Ноги у запяточных пассажиров висели без всякой опоры, болтались из стороны в сторону и невероятно раздражали собак.

Таков был широкий, уемистый и даже несколько величественный в своей неуклюжести дилижанс.

Рядом с дилижансом мальпост (обыкновенная линейка на шесть человек, где пассажиры сидели спиной друг к другу) казался сооружением хлипким, дребезжащим от неуверенности в себе, но с претензией на некоторый шик. Каким бы обшарпанным он ни выглядел, над ним на двух железных шкворнях всегда был натянут полотняный навес от солнца с красными бархатными помпончиками по краям.

На таком мальпосте мы как-то ехали с Бабелем из Сухума в Новый Афон. Бабель к тому времени уже перебрался из Одессы в Батум и жил там, утопая в буйных тропических зарослях Зеленого Мыса.

Как Бабель попал на несколько дней из Батума в Сухум, этого я не помню. Скажу только, что любознательность Бабеля разрушала все преграды.

Итак, мы ехали в Новый Афон с попутчиками. Среди них был толстый курносый человек в маленькой жокейской кепке. Он пробирался в Новый Афон, где надеялся устроиться счетоводом.

Кроме курносого с нами ехала волоокая, тучная девица в тугом черном платье. На каждом ухабе это платье издавало зловещий треск. При этом девица каждый раз испуганно вскрикивала: «Уй-мэ!», «Уй-мэ!» - и натягивала платье на коленные чашки величиной со средние желтые тыквы.

Рядом с ней сидел подслеповатый юноша из интеллигентов, в золотом пенсне. Когда мальпост наклонялся на поворотах, длинные ноги этого юноши соскакивали с подножки и скребли по земле, подымая густую пыль.

Без всякого побуждения с нашей стороны он объяснил нам, что пенсне досталось ему в наследство от деда - единственного дантиста в Сухуме, а он, юноша, едет в монастырь в надежде устроиться там певчим. У него очень высокий тенор, а в монастыре, по его сведениям, здорово кормят, иногда даже дают рыбный холодец.

Последним пассажиром был неопределенного возраста человек с землистым лицом, в выгоревшей солдатской гимнастерке. На наши расспросы человек этот отвечал неохотно и непонятно, и мы решили оставить его в покое.

Я так подробно описываю попутчиков, что читатель может подумать, будто все эти люди сделаются героями дальнейших событий. Ничего подобного. Никто из них не сделается героем. Описываю же я их так обстоятельно только потому, что Бабель несколько раз показывал потом этих людей в лицах. Я смеялся до слез. Поэтому я так хорошо и запомнил этих попутчиков.

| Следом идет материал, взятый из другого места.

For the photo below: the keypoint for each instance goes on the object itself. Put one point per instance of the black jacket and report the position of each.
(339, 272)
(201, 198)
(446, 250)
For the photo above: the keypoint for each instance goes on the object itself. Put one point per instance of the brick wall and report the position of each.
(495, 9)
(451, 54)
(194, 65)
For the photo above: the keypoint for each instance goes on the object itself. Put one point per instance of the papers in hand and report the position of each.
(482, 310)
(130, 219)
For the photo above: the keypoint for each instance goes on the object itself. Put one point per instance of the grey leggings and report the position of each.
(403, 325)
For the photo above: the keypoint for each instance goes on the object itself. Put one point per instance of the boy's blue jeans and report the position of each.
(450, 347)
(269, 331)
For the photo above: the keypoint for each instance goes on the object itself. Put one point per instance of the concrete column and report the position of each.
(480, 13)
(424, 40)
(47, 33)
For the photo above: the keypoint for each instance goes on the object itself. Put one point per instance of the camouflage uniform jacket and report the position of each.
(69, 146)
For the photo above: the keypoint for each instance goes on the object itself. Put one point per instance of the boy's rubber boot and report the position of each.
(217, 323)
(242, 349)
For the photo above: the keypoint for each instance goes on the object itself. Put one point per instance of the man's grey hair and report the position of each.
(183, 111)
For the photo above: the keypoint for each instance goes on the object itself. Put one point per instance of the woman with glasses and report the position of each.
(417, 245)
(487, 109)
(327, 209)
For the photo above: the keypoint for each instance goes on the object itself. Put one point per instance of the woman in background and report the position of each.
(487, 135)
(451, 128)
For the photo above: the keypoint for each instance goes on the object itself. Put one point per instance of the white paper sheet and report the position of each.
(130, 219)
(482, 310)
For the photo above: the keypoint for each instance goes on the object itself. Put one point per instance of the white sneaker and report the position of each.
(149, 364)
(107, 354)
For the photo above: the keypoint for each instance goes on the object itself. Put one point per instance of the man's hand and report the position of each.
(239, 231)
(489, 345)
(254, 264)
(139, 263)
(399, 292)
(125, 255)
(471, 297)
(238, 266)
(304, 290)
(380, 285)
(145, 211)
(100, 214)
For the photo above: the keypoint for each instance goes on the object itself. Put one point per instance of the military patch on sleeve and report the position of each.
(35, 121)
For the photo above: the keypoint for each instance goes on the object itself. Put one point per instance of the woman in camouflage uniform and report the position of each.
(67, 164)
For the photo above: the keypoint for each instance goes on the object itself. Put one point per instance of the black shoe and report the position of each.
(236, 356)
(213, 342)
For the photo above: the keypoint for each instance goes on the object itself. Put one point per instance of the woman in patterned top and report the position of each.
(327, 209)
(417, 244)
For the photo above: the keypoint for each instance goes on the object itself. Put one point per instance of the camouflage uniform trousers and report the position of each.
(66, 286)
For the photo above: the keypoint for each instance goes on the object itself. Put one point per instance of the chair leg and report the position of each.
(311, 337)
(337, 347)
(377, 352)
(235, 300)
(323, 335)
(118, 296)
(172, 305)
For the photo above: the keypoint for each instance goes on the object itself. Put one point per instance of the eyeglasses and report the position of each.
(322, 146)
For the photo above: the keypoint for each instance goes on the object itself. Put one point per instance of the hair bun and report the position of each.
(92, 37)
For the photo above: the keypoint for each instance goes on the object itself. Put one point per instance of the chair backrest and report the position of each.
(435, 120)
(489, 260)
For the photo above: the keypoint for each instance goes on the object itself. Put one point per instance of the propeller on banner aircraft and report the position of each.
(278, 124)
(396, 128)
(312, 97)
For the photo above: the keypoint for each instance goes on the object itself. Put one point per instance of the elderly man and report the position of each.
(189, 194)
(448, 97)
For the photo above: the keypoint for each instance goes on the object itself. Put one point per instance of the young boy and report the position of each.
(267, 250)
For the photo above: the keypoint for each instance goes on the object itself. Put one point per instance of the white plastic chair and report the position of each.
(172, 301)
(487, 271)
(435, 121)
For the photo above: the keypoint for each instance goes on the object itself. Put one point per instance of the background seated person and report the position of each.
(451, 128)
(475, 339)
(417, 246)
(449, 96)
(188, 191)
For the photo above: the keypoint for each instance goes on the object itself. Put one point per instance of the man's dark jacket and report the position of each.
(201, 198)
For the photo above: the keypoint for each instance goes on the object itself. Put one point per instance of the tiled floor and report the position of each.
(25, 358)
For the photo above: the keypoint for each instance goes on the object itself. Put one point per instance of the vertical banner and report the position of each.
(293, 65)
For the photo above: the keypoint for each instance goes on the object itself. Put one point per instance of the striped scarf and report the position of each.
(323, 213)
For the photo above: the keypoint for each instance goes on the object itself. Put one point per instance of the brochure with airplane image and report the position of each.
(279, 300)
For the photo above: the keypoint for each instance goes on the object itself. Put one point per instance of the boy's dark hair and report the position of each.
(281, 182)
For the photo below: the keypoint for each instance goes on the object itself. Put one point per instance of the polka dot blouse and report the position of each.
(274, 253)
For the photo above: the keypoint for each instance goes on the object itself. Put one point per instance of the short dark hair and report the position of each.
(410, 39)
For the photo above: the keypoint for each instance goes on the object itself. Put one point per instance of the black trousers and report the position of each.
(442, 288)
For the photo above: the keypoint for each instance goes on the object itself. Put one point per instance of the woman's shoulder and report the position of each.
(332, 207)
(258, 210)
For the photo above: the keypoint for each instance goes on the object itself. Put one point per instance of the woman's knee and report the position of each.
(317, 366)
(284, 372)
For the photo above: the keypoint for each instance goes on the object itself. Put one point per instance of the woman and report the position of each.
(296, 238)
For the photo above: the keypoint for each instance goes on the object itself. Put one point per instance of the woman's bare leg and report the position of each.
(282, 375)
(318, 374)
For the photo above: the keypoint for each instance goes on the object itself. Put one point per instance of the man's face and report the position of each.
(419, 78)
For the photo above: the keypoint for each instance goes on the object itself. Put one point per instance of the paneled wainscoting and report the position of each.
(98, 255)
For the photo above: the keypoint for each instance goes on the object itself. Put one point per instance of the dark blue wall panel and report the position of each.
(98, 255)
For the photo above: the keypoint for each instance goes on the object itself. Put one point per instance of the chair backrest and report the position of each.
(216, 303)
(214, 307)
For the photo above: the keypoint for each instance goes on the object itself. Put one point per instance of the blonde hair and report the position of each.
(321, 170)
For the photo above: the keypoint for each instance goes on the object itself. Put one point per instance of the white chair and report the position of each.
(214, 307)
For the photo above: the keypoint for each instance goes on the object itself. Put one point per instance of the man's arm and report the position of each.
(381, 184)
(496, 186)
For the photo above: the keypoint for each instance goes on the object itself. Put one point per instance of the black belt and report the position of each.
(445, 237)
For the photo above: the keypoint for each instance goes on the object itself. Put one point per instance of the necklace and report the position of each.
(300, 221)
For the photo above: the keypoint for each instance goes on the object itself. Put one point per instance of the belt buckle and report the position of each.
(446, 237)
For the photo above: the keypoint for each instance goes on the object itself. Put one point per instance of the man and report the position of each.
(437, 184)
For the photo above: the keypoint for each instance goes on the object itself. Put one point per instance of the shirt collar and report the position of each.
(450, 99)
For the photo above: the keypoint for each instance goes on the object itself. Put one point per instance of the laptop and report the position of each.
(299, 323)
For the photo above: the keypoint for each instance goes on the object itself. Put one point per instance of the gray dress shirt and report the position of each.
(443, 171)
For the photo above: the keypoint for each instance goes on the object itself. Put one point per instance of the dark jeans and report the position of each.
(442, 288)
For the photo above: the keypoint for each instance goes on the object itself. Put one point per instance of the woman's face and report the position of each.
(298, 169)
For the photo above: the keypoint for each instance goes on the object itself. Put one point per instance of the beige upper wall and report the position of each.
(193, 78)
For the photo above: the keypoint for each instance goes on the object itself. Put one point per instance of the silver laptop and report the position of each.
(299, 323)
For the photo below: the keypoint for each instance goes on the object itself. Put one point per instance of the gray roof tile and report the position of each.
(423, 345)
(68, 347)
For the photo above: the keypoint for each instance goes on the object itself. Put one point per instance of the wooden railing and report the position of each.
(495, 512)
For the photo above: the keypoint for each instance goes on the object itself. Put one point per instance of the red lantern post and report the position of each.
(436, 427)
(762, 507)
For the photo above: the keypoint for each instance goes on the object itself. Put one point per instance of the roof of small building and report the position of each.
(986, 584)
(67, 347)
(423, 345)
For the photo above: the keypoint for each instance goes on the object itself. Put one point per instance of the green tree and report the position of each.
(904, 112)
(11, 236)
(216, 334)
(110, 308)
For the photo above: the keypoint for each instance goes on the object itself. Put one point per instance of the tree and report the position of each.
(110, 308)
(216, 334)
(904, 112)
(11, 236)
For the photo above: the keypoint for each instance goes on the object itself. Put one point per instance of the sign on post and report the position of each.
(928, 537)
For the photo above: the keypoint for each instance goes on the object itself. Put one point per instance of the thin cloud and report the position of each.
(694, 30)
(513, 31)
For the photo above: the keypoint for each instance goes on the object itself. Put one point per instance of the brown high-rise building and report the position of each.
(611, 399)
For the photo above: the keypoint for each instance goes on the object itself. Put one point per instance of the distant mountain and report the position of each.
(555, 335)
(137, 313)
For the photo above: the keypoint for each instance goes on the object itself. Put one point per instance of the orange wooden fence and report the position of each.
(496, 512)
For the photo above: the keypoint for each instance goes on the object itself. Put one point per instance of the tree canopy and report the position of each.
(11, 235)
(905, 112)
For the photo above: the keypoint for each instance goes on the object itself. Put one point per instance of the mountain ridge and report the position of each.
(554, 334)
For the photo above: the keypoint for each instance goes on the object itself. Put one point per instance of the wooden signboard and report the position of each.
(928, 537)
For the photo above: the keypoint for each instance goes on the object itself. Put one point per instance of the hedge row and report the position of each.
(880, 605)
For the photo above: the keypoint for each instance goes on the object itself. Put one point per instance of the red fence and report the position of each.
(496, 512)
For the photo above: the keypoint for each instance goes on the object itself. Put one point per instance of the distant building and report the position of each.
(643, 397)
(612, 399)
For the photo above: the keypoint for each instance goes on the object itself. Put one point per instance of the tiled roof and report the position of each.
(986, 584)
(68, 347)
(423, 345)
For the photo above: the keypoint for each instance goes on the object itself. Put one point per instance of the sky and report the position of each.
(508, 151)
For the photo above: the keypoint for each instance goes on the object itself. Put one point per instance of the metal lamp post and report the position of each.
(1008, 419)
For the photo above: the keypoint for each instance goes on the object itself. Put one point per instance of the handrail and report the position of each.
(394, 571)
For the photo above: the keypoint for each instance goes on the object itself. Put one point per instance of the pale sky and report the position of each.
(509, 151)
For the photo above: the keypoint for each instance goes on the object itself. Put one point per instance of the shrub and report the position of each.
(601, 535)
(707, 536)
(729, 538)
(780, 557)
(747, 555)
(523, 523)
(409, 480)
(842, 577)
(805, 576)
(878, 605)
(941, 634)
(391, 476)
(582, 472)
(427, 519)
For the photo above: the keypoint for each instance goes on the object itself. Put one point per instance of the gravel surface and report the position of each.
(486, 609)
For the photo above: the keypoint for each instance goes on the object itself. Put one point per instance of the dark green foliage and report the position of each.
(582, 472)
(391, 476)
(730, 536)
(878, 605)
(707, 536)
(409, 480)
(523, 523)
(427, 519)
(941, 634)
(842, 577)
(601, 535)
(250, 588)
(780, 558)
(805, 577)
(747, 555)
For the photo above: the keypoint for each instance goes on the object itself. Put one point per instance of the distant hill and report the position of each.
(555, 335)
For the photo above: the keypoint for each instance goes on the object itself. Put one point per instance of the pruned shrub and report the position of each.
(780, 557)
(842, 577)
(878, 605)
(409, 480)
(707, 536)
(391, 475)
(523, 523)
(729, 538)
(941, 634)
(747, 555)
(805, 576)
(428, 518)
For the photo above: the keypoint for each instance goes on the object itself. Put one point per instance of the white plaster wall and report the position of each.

Мы ехали не торопясь, наслаждаясь жарой и созревшей шелковицей. Она густо усыпала дорогу.

Изредка мы обгоняли буйволов, волочивших арбы. Каждый раз мне казалось, что буйволы идут не вперед, а назад, - так медленно и неохотно они переставляли ноги.

При каждой встрече с буйволами юноша в пенсне произносил одну и ту же фразу, цитируя не то Фенимора Купера, не то Майн Рида:

- «Когда стадо буйволов машет хвостами, отгоняя мух, дикий ветер бушует над прерией».

А возница - сытый мингрел - только причмокивал от восхищения губами:

- Ай, как ты говоришь красиво, кацо! Прямо как в песне! Так мы ехали в одури летнего дня, ослепленные белым блеском моря, и не ждали никаких событий. Но они случились, как всегда, внезапно.

Начались они с настигавшего нас дробного стука подков.

Мы оглянулись. Нас догонял молодой всадник неправдоподобной красоты - смуглый, тонкий и томный, как баядерка. Всадник был туго обтянут бордового цвета черкеской и белыми костяными газырями. Маленькая кубанка была надвинута ему на глаза. Кроме кинжала у него на боку висел тяжелый маузер.

Гнедой конь, екая селезенкой, быстро обогнал нас размашистой рысью. Позади всадника скакал запыленный ординарец.